Myth #2: You can overdose on fentanyl by touching or inhaling it

One of the most common dubious assertions about fentanyl is that you can overdose on it just by touching it or breathing it in. Despite many anecdotal reports from law enforcement officers, ”the risk of clinically significant exposure to emergency responders is extremely low,” says a joint statement from The American College of Medical Toxicology and American Academy of Clinical Toxicology.

“Fentanyl isn’t absorbed [through tough],” clinical toxicologist Joshua Radke told Emergency Medical News. “That’s why pharmaceutical companies had to spend years and millions of dollars developing a special patch to get fentanyl into the body through skin.”

Getting high or overdosing through breathing in fentanyl is equally unlikely, Radke said. “Fentanyl has a low vapor pressure, which means it would be hard to have very much of it floating around in the air. Even if it were, you’d have to breathe it in for a really long time, like hours, to get a meaningful amount into your bloodstream, “ he said.

The reports of overdoses from law enforcement could actually be attributed to hysteria around fentanyl: Some psychologists speculate that instances of first responders’ touching fent and seeming to hyperventilate or collapse could be due to a kind of mass psychogenic illness, or simple panic attacks. Real overdose victims slowly stop breathing until they die—they don’t freak out.

Myth #3: Drug dealers are lacing marijuana with fentanyl

It’s well-established that drug dealers often mix fentanyl with other drugs, or pass it off as Xanax, cocaine, oxycodone. But so far, there are no verified reports of fent turning up in weed. It doesn’t pass a basic logic test either: Unlike cocaine or Oxy, marijuana is relatively inexpensive and plentiful. A dealer lacing pot with fentanyl would be making their product more costly, increasing their potential legal consequences for dealing it, and risking killing their customers. None of this dissuades politicians from warning us about it though.

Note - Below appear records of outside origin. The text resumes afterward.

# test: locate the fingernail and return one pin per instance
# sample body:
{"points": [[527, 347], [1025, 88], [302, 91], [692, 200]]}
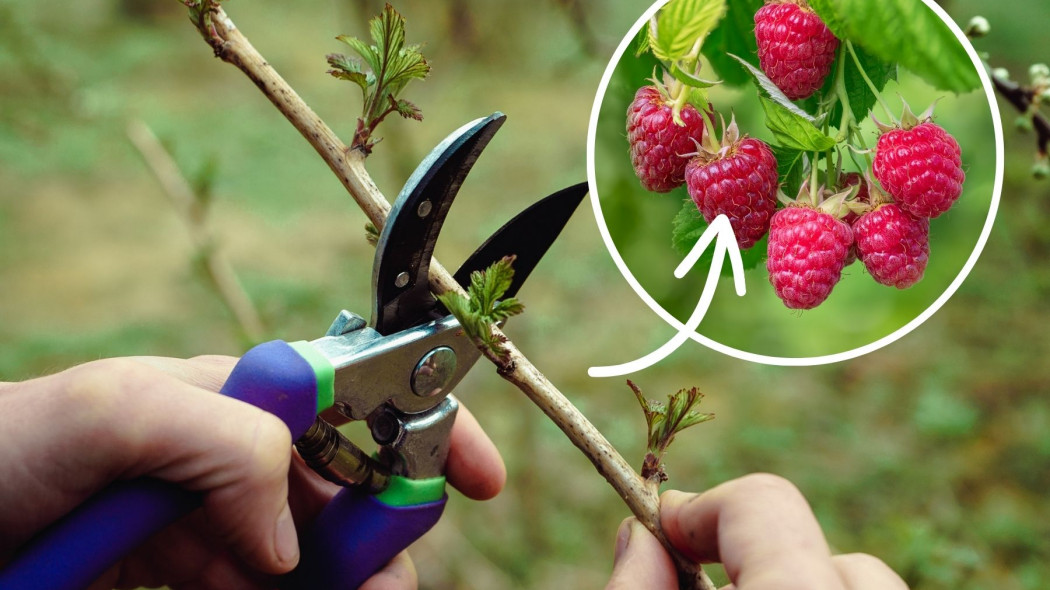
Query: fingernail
{"points": [[286, 540], [623, 539]]}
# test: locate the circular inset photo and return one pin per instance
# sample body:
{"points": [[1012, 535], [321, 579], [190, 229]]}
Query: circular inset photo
{"points": [[851, 152]]}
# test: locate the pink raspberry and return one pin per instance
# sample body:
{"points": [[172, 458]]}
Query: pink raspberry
{"points": [[659, 147], [795, 47], [921, 167], [738, 181], [806, 252], [893, 245]]}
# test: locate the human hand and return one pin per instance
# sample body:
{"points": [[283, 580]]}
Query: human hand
{"points": [[65, 437], [759, 527]]}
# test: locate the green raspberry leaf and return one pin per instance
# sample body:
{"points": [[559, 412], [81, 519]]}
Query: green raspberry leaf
{"points": [[349, 68], [794, 131], [735, 35], [860, 97], [903, 32], [680, 24], [484, 307], [406, 109], [790, 168], [772, 90], [689, 225], [392, 65]]}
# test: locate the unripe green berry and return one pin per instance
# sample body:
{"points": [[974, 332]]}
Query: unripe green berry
{"points": [[1041, 169], [1040, 74], [978, 27]]}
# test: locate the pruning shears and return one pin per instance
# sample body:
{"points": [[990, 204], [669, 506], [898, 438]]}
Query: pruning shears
{"points": [[396, 373]]}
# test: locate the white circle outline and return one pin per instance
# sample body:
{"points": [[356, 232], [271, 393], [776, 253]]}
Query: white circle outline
{"points": [[796, 361]]}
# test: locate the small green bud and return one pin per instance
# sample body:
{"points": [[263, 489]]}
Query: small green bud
{"points": [[1041, 170], [1040, 74], [978, 27]]}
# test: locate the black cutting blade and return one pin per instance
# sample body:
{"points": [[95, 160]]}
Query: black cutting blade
{"points": [[401, 271], [527, 236]]}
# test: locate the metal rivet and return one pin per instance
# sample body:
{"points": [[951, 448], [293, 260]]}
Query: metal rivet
{"points": [[424, 209], [434, 372], [386, 427]]}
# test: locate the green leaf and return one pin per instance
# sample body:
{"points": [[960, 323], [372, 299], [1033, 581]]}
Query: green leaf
{"points": [[405, 108], [903, 32], [794, 131], [687, 228], [735, 35], [507, 308], [680, 24], [790, 168], [349, 68], [642, 42], [393, 65], [483, 308], [691, 80], [879, 71], [772, 90], [369, 53]]}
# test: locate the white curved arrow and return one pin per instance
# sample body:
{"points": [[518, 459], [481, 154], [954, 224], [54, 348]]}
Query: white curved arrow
{"points": [[719, 232]]}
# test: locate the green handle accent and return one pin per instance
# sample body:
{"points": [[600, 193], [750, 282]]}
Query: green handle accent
{"points": [[403, 491], [323, 371]]}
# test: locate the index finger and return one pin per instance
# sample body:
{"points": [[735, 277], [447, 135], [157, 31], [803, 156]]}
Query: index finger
{"points": [[759, 527]]}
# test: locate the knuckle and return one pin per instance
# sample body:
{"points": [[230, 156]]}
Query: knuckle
{"points": [[771, 484], [869, 567], [102, 383], [271, 446]]}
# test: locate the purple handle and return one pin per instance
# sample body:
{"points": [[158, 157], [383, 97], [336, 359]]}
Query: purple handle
{"points": [[354, 536], [76, 550]]}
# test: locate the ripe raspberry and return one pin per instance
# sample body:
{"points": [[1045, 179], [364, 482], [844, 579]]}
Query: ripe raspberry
{"points": [[806, 253], [921, 167], [739, 181], [657, 143], [893, 245], [795, 47]]}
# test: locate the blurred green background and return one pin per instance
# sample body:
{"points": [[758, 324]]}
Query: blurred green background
{"points": [[931, 452]]}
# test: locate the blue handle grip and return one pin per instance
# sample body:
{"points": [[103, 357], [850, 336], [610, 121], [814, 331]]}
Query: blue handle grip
{"points": [[78, 549], [355, 535]]}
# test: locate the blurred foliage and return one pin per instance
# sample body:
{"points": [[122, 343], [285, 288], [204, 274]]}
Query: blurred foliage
{"points": [[931, 452]]}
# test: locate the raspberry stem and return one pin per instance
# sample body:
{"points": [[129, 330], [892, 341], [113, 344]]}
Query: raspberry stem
{"points": [[867, 81]]}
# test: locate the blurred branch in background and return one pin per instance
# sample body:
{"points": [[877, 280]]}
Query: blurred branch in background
{"points": [[191, 204], [1026, 99]]}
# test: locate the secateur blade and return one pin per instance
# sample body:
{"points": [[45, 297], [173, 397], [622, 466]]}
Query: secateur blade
{"points": [[527, 236], [401, 271]]}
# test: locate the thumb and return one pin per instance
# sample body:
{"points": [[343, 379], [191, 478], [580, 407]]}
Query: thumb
{"points": [[641, 561]]}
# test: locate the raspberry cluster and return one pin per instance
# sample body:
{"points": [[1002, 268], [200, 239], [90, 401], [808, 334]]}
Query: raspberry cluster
{"points": [[918, 166]]}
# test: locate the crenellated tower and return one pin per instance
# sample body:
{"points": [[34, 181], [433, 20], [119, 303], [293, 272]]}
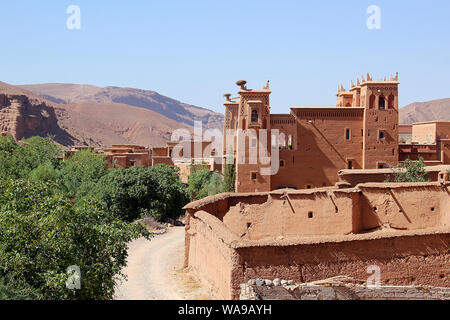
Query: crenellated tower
{"points": [[380, 100], [253, 120]]}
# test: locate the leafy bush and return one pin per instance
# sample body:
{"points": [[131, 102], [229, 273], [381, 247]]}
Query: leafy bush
{"points": [[82, 171], [42, 233], [410, 171], [17, 160], [138, 192], [229, 175], [13, 288], [202, 183]]}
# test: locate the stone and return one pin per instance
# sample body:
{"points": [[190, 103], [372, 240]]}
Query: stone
{"points": [[276, 282], [259, 282]]}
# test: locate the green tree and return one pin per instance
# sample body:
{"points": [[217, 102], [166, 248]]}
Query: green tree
{"points": [[17, 160], [138, 192], [82, 171], [229, 174], [202, 183], [42, 233], [216, 184], [411, 171], [46, 172], [198, 181]]}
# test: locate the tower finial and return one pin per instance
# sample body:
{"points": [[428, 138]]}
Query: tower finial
{"points": [[227, 96]]}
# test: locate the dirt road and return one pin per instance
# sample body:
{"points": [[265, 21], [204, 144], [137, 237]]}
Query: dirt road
{"points": [[155, 271]]}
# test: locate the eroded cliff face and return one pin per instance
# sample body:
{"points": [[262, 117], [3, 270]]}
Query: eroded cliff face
{"points": [[23, 117]]}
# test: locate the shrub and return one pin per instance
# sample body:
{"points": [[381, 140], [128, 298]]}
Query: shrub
{"points": [[18, 160], [202, 183], [42, 233], [410, 171]]}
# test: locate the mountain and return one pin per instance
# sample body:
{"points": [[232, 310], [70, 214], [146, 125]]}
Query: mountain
{"points": [[146, 99], [99, 124], [425, 111]]}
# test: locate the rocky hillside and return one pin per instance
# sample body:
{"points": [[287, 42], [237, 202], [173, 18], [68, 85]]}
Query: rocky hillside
{"points": [[146, 99], [425, 111], [25, 114]]}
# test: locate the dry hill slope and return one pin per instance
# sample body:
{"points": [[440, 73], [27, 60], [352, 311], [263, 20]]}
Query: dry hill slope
{"points": [[425, 111], [150, 100]]}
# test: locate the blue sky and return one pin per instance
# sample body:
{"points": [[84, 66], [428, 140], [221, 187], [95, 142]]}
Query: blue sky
{"points": [[194, 51]]}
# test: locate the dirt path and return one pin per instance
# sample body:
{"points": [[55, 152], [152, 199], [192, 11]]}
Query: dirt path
{"points": [[155, 271]]}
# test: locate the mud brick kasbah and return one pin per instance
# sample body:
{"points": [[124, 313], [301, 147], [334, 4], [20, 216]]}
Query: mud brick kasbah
{"points": [[328, 226], [361, 132]]}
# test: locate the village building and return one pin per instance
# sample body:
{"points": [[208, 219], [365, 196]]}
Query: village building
{"points": [[361, 132]]}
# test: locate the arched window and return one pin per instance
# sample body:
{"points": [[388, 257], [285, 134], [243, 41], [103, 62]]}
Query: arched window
{"points": [[254, 116], [381, 103], [372, 102], [391, 100]]}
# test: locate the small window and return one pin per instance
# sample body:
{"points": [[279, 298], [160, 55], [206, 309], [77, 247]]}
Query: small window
{"points": [[254, 116]]}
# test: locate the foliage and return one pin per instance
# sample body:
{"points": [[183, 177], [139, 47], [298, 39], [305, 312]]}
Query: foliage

Myth #4: Fentanyl is so potent it doesn’t respond to overdose-prevention drug naloxone.

One of the more hysterical rumors around fentanyl is that the drug does not respond to naloxone, a medication that can reverse an overdose from opioids. This isn’t so, although the potency of fentanyl may require responders to use more naloxone than they’d need for an overdose of heroin or another opiate.

Myth #5: The DEA’s street names for fentanyl (undetermined)

According to the Drug Enforcement Administration, fentanyl street names include Apache, China Girl, China Town, China White, Dance Fever, Goodfellas, Great Bear, He-Man, Poison, and Tango & Cash. I have no idea how many of these terms are actually in use, but “fetty” is absent, and I imagine that’s way more common than “Tango & Cash.” For context, the DEA also says people call marijuana “grass,” a moniker that was last used by George Carlin in 1983, and “Pink Panther,” which doesn’t even make sense.